Last modified: 2014-09-23 23:53:20 UTC
Created attachment 5453 [details] list-authors patch When generating current dumps dumpBackup should provide an option to include the authors of each page. The above patch fixes this by doing: *Add a --list-authors, interface to set WikiExporter::list_authors *Remove double call to outputPageStream() if $list_authors was requested (would always fail with an invalid fetchObject call on non-object). *Remove restriction so $list_authors can be used on allPages() *And so fix the corresponding SQL query at do_list_authors() *Class prefix $fname on do_list_authors *Prettify the <contributors> tree output (indentation, new lines) and use the friendlier writeContributor() *XmlDumpWriter::writeContributor is now static PS: Is it safe to CamelCase $list_authors and do_list_authors() or are they expected to be used outside and should be kept like that for backwards compatibility ?
Created attachment 5467 [details] Improved list-authors patch Improving previous patch.

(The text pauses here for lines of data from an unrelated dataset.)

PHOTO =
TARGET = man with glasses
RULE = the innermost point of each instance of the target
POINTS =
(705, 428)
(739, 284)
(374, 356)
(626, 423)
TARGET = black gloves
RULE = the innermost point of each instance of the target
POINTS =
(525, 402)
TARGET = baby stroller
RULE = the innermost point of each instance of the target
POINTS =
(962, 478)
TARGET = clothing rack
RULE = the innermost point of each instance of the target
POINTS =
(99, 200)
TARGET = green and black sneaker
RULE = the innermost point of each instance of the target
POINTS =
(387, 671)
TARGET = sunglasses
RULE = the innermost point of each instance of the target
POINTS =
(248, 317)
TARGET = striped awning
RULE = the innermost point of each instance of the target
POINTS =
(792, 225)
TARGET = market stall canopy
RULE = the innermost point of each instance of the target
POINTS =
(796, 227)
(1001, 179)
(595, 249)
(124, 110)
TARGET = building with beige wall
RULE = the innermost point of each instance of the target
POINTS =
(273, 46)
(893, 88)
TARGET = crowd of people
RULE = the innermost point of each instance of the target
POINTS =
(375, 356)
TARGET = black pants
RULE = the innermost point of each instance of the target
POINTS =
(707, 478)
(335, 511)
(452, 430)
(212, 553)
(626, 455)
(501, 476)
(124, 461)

Class refactoring. *Remove the evil WikiExporter member $author_list. *Changed do_list_authors parameters, so also CamelCasing *Moved the xml generation to XmlDumpWriter *Documented writeUpload() *Updated $fname of XmlDumpWriter::writeLogItem() *Added RELEASE-NOTES entry
Created attachment 5468 [details] Improved list-authors patch 2 Bugfix: The result set must be freed before doing the listAuthors query.
Is this query efficient or safe to do? Tomasz, can you take a peek and see if this is something that would make sense for future dumps? Desireable, any issues with generation, etc?

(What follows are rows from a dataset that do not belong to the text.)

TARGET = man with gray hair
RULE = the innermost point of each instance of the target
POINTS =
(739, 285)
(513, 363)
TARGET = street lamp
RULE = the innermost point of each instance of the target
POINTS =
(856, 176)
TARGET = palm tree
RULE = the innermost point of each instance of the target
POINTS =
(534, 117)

Also note Bug 18169: $wgExportAllowListContributors and related unused code should be removed
Adding Ariel to the cc list in hopes of getting review for Ángel González's patch and perhaps some guidance for any necessary revisions.

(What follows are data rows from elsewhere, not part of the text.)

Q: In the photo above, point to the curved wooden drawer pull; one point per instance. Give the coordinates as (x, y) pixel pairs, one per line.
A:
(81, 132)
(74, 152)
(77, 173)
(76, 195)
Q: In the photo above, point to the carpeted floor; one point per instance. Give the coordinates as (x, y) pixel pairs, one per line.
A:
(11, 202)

I doubt we would use this option on the dumps we generate; we already provide full history dumps which include the names of all contributors to each page. And the query is going to be pretty expensive for allPages on our larger wikis. But that's not to say other sites wouldn't find it useful. A quick grep of extensions and core in trunk shows that do_list_authors and list_authors are only used in Export.php and Special:Export.php, not in any extensions, so camel-case to your heart's content. While you're in there... Note that we sometimes have a revision in there with revision id = 0 for a valid user name (because sometimes errors creep in). That means we could see a user name in the list twice, it would be nice to fix that. The patch needs to be updated for trunk, and then I'd like to look at it again.